Se non ce l’hai già, procurati una copia in dvd del tuo film preferito.
Nota: Se la lingua originale del tuo film preferito non è l’Inglese, o se provi un’avversione profonda per Hollywood e tutto ciò che ne deriva, avrai più difficoltà. Fai una ricerca e trova un film che possa piacerti (la cui lingua originale sia l’Inglese, o quella che desideri apprendere); in ogni caso non rassegnarti a scegliere un film che non ti piace.
Ogni giorno, per 21 giorni, alla stessa ora, compi questo piccolo rituale: mettiti comodo, prepara il tuo snack preferito e guarda uno spezzone di 15 minuti (sempre lo stesso) del film che hai scelto, in Italiano. Poi guarda sempre lo stesso spezzone, questa volta selezionando la lingua “Inglese”, senza sottotitoli.
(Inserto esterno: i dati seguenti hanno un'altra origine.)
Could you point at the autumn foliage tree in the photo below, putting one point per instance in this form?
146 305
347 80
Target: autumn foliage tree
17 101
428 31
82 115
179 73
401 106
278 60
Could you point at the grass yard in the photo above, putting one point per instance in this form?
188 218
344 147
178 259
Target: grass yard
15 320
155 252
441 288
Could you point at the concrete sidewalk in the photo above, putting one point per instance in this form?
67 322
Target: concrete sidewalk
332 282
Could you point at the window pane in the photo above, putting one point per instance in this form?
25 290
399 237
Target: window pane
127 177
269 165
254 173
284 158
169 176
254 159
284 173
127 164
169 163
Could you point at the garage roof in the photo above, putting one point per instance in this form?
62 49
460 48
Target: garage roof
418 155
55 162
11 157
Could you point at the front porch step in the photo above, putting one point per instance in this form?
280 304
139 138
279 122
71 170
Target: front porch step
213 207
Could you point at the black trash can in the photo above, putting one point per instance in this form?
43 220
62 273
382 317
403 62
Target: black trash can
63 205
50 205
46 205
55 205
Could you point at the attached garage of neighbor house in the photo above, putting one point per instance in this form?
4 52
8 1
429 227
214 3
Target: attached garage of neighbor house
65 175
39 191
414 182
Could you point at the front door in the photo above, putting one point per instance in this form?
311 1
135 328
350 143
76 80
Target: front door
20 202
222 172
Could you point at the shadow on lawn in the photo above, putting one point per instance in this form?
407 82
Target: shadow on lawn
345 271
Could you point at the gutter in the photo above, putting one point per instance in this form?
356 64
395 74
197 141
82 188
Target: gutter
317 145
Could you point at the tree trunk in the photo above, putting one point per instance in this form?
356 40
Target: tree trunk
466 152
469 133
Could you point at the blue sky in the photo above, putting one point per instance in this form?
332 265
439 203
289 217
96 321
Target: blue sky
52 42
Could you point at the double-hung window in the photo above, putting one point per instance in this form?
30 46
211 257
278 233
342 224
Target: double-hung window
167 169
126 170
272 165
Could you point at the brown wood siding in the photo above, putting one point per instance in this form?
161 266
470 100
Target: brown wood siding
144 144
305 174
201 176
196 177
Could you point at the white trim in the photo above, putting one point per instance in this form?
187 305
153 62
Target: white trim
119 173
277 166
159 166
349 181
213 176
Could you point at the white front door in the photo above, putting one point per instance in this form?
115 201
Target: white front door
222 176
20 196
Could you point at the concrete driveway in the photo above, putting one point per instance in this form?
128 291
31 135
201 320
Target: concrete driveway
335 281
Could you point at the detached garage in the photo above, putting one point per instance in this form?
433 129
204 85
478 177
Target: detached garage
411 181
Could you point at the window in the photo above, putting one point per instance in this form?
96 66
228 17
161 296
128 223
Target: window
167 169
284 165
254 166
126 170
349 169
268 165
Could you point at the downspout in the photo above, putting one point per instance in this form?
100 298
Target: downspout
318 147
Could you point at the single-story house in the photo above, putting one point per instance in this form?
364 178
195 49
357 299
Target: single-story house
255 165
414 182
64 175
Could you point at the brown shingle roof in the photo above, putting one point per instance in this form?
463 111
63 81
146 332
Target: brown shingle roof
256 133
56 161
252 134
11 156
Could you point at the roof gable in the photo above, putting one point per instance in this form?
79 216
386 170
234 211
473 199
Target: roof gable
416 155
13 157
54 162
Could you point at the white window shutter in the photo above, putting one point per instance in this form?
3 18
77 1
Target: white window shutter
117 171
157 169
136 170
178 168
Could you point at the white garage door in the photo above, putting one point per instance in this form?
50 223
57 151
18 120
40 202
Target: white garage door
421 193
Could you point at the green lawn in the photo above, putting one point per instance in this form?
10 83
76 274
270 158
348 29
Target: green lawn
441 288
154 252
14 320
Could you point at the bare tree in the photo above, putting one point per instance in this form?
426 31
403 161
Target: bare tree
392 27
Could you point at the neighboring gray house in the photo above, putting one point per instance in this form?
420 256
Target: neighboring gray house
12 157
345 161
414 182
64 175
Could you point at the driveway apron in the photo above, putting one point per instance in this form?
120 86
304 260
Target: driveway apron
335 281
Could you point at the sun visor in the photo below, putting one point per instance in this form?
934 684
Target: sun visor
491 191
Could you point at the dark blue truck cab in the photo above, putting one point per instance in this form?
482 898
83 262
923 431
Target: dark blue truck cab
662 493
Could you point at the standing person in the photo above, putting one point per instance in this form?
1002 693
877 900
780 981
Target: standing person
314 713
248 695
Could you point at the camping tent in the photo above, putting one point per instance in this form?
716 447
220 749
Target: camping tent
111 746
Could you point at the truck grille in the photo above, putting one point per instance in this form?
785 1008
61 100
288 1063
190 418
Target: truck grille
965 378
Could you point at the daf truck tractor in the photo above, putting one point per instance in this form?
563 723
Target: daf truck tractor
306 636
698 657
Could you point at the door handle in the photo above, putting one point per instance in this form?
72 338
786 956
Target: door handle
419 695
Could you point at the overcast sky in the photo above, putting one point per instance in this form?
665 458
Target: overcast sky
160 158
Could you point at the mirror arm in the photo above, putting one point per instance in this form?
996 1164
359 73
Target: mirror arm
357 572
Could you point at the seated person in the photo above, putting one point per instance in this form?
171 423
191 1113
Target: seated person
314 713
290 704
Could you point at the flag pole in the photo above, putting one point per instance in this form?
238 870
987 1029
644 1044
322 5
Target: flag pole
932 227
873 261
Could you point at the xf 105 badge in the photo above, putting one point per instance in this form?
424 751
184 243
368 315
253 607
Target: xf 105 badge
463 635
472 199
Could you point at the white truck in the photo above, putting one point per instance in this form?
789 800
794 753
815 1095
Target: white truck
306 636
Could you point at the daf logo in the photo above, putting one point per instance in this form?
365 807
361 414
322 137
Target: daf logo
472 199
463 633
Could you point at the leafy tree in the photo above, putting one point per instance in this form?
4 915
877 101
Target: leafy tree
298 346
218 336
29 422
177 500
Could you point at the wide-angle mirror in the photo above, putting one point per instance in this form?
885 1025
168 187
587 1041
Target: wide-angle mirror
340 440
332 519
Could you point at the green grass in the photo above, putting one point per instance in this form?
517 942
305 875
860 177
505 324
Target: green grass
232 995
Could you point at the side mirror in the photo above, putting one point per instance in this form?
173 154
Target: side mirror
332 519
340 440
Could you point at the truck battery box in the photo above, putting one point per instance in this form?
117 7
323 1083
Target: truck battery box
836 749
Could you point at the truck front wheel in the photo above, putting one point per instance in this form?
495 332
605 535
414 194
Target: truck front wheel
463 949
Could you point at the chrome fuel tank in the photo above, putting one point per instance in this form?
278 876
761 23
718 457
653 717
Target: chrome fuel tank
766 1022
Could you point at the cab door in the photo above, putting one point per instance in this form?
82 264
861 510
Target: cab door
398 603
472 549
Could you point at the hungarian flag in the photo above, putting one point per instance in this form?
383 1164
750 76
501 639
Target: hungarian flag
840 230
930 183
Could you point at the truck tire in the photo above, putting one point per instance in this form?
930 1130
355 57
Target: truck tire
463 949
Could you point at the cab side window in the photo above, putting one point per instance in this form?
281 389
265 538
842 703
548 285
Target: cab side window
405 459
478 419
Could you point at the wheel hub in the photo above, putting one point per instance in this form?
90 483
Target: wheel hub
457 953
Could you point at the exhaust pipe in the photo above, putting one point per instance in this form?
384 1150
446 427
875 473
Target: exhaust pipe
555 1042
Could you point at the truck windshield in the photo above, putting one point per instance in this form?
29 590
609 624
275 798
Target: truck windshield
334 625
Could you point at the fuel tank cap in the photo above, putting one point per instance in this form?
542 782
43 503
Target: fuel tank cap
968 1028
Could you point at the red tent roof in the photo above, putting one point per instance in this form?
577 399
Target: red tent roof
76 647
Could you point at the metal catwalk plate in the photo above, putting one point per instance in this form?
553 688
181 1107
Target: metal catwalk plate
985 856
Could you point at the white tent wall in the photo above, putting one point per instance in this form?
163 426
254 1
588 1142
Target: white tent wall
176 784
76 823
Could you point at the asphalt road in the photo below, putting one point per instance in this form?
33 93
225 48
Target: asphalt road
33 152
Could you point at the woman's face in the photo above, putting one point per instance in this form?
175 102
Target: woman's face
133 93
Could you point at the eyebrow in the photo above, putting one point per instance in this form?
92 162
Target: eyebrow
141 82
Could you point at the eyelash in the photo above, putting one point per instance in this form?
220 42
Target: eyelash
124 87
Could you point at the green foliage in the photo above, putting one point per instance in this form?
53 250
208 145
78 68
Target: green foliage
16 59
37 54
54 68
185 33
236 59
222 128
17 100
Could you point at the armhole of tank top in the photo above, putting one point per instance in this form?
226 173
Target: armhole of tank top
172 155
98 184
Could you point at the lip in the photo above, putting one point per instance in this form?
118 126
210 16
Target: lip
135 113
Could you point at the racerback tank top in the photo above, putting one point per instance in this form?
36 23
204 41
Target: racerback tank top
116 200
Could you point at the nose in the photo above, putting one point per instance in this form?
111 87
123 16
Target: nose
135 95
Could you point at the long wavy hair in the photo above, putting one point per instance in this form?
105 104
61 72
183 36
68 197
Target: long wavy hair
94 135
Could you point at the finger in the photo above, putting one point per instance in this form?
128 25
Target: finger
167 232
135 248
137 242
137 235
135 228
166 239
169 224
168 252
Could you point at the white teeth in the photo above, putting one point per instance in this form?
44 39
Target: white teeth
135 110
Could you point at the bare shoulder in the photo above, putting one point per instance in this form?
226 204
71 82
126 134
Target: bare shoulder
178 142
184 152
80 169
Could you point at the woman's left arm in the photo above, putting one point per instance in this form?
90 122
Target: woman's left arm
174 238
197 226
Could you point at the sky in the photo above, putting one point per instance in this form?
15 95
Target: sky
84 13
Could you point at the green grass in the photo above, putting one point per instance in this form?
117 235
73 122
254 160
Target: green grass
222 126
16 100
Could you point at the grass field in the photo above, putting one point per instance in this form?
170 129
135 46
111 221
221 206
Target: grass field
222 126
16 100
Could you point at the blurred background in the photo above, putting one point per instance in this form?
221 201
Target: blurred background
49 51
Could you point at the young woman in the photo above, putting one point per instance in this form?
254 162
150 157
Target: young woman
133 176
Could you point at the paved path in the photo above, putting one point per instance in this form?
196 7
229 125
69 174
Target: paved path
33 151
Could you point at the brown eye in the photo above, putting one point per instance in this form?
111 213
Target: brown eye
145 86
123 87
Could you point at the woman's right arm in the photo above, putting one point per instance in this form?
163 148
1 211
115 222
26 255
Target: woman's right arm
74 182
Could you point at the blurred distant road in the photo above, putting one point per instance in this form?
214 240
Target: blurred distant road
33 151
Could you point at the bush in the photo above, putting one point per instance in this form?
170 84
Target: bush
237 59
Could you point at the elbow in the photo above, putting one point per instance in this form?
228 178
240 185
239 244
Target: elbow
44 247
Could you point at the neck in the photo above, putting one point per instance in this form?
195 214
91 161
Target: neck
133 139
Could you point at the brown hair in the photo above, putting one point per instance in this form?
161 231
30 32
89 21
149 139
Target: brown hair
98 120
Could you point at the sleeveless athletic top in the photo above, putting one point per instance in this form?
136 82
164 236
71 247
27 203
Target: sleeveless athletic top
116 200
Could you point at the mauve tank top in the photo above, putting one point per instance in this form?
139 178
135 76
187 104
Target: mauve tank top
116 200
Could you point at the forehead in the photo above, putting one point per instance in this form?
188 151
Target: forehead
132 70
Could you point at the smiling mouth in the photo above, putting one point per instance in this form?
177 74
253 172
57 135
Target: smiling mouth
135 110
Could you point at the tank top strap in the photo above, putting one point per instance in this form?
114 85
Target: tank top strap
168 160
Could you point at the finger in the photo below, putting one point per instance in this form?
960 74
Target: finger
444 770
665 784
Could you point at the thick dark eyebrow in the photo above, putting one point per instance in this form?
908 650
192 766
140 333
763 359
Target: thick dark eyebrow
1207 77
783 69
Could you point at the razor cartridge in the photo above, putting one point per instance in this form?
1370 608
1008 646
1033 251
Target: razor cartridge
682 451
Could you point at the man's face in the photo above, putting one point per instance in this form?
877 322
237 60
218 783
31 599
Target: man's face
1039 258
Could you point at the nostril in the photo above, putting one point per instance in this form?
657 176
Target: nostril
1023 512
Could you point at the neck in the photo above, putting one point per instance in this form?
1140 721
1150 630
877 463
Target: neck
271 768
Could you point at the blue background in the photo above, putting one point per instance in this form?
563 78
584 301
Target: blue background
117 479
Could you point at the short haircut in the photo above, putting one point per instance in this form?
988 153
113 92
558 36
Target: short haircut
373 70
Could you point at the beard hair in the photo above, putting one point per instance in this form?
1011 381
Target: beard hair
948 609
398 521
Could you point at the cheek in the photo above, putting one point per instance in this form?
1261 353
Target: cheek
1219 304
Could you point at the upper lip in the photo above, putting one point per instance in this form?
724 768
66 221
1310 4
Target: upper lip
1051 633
E’ fondamentale NON usare i sottotitoli per le ragioni spiegate nell’articolo precedente (clicca qui).
Mentre guardi lo spezzone del film in Inglese, non sforzarti di capire le singole parole: piuttosto rilassati e cerca di fare un ascolto passivo. D’altronde sai benissimo cosa sta succedendo in quella scena del film, perché l’hai appena guardata in Italiano. Con il passare dei giorni, ti accorgerai che avrai familiarizzato con alcuni suoni, con alcune parole della nuova lingua, che all’inizio passavano inosservate (o meglio inascoltate). Dopo un paio di settimane saprai cosa stanno per dire i personaggi, saprai che ad una determinata parola corrisponde una determinata azione. Congratulazioni: stai acquisendo una lingua proprio come la acquisiscono i neonati, osservando quello che gli altri fanno e ascoltando le parole che pronunciano mentre compiono quelle azioni.
Se per 21 giorni avrai resistito nel guardare sempre la stessa scena del film, con molta probabilità avrai voglia di continuare questo rituale e potrai “premiarti” guardando un nuovo spezzone, per altri 21 giorni.
L’apprendimento della lingua è un lavoro deduttivo: la parola “pappa” viene associata ripetutamente al momento dell’assunzione del cibo proprio perché la mamma ripete con dolcezza la stessa parola per mesi e anni, mentre il bambino mangia, fin quando il bimbo spontaneamente dirà “pappa” quando ha fame.